宝鏡寺は臨済宗相国寺派の門跡尼寺で百々の御所とも呼ばれる。近世初期、後水尾天皇の皇女が入室して以来、皇女が住持することになった。
光格天皇のご遺愛の人形を初め、多くの人形を蔵し、人形の寺とも呼ばれる。玄関前には人形塚を建てて、毎年人形の供養が行われる。宝鏡寺には和宮愛用の文箱、湯沸しも伝えられる。
公武合体の名の下に和宮の降嫁が進められると、和宮は宝鏡寺に逃げ込んでは庭を眺めて時を過ごした。
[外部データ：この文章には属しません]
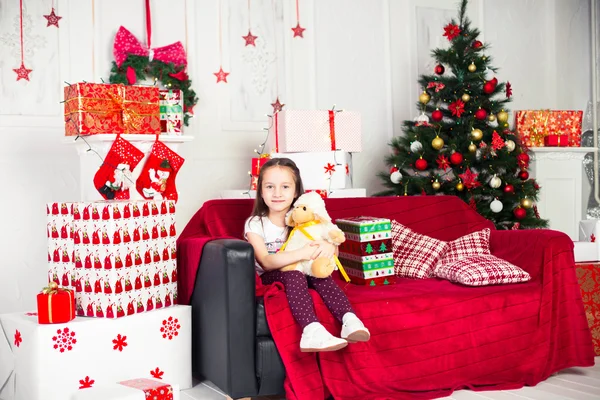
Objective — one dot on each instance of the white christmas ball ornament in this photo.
(496, 206)
(396, 177)
(510, 145)
(495, 182)
(416, 146)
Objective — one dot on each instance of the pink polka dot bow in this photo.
(126, 43)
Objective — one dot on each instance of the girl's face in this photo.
(278, 188)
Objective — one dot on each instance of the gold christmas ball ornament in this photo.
(502, 117)
(424, 98)
(526, 203)
(476, 134)
(510, 145)
(437, 143)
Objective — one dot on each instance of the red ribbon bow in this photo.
(126, 43)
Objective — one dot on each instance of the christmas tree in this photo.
(461, 143)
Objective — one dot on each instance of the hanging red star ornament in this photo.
(457, 108)
(470, 179)
(298, 31)
(22, 72)
(221, 75)
(451, 31)
(277, 106)
(250, 39)
(52, 18)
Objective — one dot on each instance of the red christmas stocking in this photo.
(114, 177)
(157, 179)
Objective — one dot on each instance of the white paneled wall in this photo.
(362, 55)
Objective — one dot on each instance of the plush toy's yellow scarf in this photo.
(300, 227)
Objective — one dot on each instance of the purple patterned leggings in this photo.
(296, 289)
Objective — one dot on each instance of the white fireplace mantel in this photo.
(559, 172)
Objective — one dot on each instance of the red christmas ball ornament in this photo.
(520, 213)
(523, 175)
(481, 114)
(456, 158)
(437, 115)
(509, 189)
(488, 87)
(421, 164)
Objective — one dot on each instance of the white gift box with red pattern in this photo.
(323, 170)
(119, 257)
(315, 130)
(144, 389)
(54, 361)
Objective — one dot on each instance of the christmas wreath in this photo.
(172, 77)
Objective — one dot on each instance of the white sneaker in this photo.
(316, 338)
(353, 330)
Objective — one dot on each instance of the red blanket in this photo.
(429, 337)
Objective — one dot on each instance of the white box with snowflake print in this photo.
(52, 362)
(322, 170)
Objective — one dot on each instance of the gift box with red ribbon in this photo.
(533, 126)
(92, 108)
(315, 130)
(55, 305)
(556, 140)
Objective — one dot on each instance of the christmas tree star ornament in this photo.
(52, 18)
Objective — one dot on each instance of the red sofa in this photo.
(429, 337)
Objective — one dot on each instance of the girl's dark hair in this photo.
(260, 207)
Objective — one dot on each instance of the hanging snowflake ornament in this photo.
(451, 31)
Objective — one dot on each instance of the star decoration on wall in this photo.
(22, 72)
(221, 75)
(52, 19)
(250, 39)
(277, 106)
(298, 30)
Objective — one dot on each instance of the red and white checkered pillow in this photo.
(415, 255)
(469, 245)
(481, 270)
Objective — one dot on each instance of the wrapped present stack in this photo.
(321, 143)
(552, 128)
(367, 255)
(118, 257)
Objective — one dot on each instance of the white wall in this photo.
(363, 58)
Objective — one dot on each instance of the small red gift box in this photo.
(152, 389)
(55, 305)
(556, 140)
(258, 162)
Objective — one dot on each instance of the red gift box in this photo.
(556, 140)
(152, 389)
(55, 305)
(588, 275)
(258, 162)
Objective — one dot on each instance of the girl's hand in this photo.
(324, 249)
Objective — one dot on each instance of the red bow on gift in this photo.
(126, 43)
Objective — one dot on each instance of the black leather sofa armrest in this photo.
(224, 317)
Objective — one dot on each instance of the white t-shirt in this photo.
(273, 235)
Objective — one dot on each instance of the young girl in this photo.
(278, 186)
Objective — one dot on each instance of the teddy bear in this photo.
(310, 221)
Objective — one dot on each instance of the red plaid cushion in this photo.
(469, 245)
(481, 270)
(415, 255)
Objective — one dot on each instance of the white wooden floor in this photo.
(574, 383)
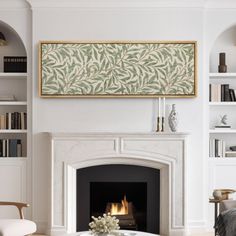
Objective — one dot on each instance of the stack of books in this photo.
(10, 148)
(13, 120)
(217, 148)
(221, 93)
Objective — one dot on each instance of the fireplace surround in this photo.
(72, 151)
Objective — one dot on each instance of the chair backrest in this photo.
(227, 204)
(18, 205)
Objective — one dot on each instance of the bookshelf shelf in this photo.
(13, 75)
(13, 131)
(222, 103)
(225, 158)
(13, 103)
(13, 158)
(222, 75)
(223, 131)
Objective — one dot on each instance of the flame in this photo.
(120, 208)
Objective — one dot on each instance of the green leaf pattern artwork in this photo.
(117, 69)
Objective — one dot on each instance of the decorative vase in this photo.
(173, 119)
(217, 194)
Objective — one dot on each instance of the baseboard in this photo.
(41, 227)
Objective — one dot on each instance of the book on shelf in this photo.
(217, 148)
(230, 154)
(7, 97)
(13, 120)
(221, 93)
(10, 148)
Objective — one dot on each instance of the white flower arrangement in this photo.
(104, 224)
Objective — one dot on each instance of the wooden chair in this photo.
(16, 227)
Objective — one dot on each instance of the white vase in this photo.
(173, 119)
(217, 194)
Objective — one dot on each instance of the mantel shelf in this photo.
(13, 75)
(223, 131)
(222, 103)
(222, 75)
(13, 103)
(15, 131)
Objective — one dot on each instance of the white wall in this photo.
(120, 115)
(116, 115)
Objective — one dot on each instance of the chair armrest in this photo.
(18, 205)
(227, 204)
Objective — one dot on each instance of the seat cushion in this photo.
(16, 227)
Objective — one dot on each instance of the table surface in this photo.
(118, 233)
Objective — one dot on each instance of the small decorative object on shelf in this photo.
(104, 225)
(222, 68)
(10, 148)
(222, 194)
(217, 194)
(7, 97)
(223, 123)
(173, 119)
(161, 115)
(232, 148)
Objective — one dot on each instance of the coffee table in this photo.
(118, 233)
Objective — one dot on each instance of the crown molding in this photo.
(204, 4)
(219, 4)
(116, 3)
(14, 4)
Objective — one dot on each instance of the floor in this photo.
(205, 234)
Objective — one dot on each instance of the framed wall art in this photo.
(117, 69)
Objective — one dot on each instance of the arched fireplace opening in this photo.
(131, 193)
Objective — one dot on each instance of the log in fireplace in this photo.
(131, 193)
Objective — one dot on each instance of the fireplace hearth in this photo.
(124, 212)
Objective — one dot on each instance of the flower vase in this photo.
(173, 119)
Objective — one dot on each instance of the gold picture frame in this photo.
(117, 69)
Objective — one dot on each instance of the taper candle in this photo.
(159, 107)
(164, 107)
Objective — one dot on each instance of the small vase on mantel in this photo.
(173, 119)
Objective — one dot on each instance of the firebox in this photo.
(131, 193)
(125, 200)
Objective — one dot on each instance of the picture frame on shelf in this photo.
(117, 69)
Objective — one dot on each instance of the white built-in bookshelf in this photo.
(13, 84)
(223, 138)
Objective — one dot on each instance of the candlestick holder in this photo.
(161, 115)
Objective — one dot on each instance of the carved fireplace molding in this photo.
(72, 151)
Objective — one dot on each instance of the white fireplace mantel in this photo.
(163, 151)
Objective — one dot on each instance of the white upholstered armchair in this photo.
(16, 227)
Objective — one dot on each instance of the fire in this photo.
(120, 208)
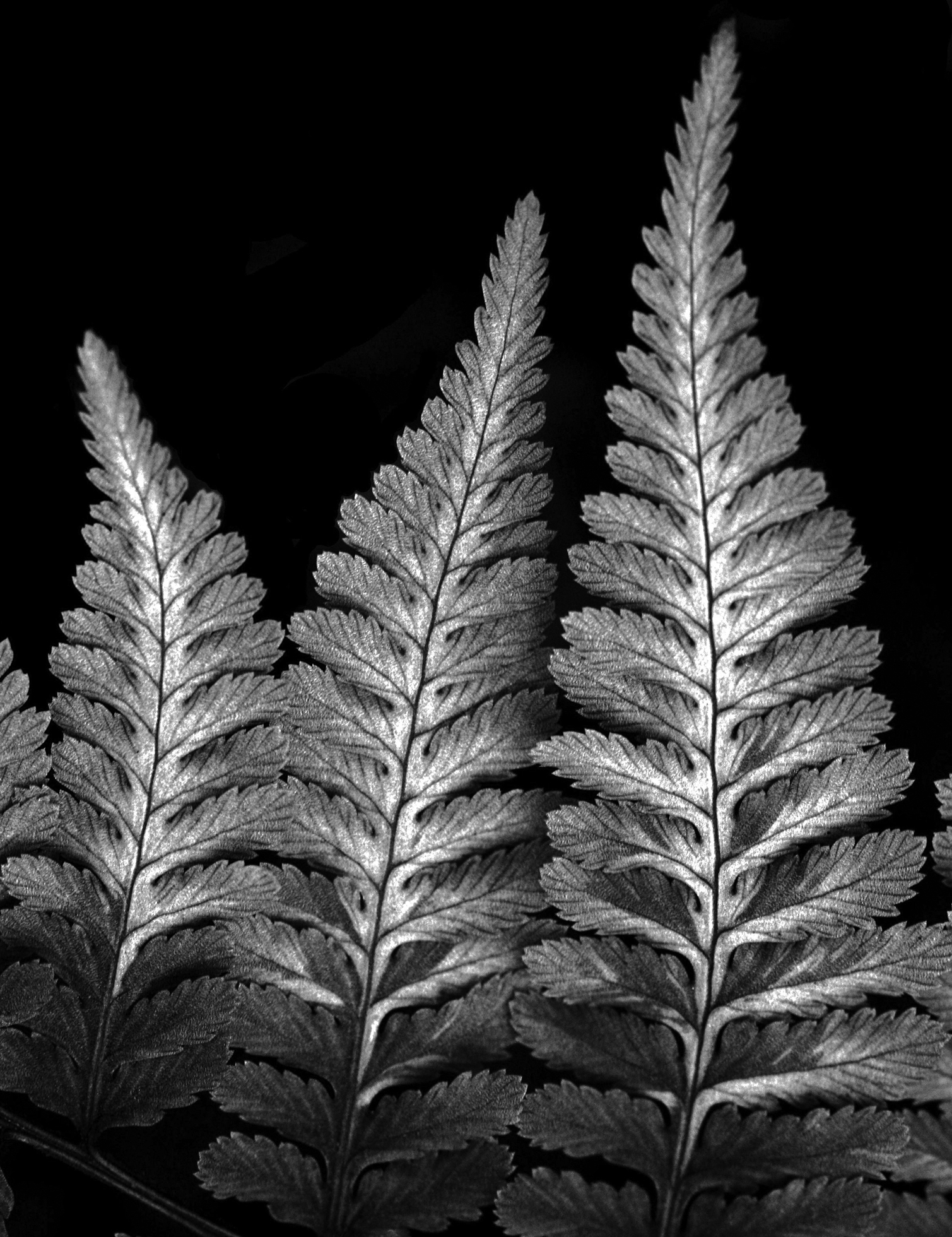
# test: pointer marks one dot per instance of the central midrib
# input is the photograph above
(95, 1073)
(686, 1130)
(336, 1197)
幕府は、婚儀を成立させるために鎖国と攘夷を約束し、遂に和宮は政略結婚の犠牲となった。
惜しまじな 君と民とのためならば身は武蔵野の露と消ゆとも
この歌は都を出るときに和宮が詠んだものとされているが、異説もあって定かではない。夫家茂との結婚生活はわずかに四年五ヶ月であった。夫婦仲は睦まじかったと伝えられるが、そうであれば少し救われる気がする。和宮は明治十年(1877)32歳で病没。遺言により芝増上寺の徳川霊廟の家茂の隣に葬られている。